While my friends went to Telluride, I ate an excessive amount of milkshakes and watched Weeds non-stop. One line for the series stuck out in particular. Nancy is telling Helia that she can’t pay her the money she owes because her pot was stolen by a campus security guard, so it’s not her fault and it’s not fair, and Helia says, “Honey, the only fair I know is the bus fare.” I felt like Nancy though, it wasn’t fair, and I couldn’t do it. It turns out I didn’t have HPV, but Helia’s right. Life isn’t fair, and it won’t cut you breaks just because I’ve already been through a lot okay! And then I started thinking about the lotus. I’d been missing part of the metaphor. It’s not always what you are after the mud, but what you do in the mud. The mud itself is the time to bloom. It had all worked out this time, more or less, but life wasn’t go to stay like that. Regardless of what I’d been through, bad shit will always probably still happen. And I can tell you right now that it did. Three people I grew up with passed away over the course of the next year or so. It was a very painful year, much more so for many others who lost children, a sister, a brother, close friends, or their significant other.
But what I realized thinking about the lotus after the week I spent holed up, afraid to live my life, paralyzed by my past and scared of the future, was that I can’t run away. I can face it, and I can bloom. I can live in the mud, not wait until after. And I got my tattoo. From a guy named Mike who had dreamy blue eyes and was about to leave the shop, but heard me grumbling as I walked up the stairs about how no one would give me a tattoo without an appointment. My exact words: Why won’t anyone tattoo me?!
And the next day I told my parents, and it just so happened our closest family friends had just told them that they were getting a divorce.

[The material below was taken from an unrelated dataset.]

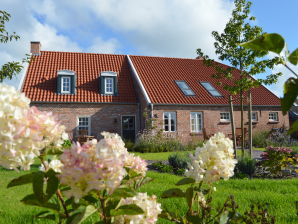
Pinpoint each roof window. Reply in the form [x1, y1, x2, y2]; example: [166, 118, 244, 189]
[175, 81, 195, 96]
[200, 82, 222, 97]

So, in short, my parents could have given two shits about the little lotus tattoo on my wrist. The other family is like family to us. And as I heard the news, I looked down at my tattoo, and I smiled through new tears. And there hasn’t been a time since then when the goings gotten a little too rough that I haven’t looked down and been damn glad my lotus is there to remind me that I can do this, especially when I think I can’t.
That’s life. For or better or worse, it goes on…
On a not un-related note, the hole healed within the week, and there wasn’t even a scar. It reminded me of what Eve Ensler wrote in The Vagina Monologues, comparing the heart to the vagina in her monologue about childbirth, “I Was In the Room.” They both heal.
My tattoo is a reminder (And sometimes I just look at when I miss the train by lessthanasecondwhatthefuck!). Therapy helped too, though, don’t get me wrong.
And, lately, it kind of feels like the lotus is in constant bloom.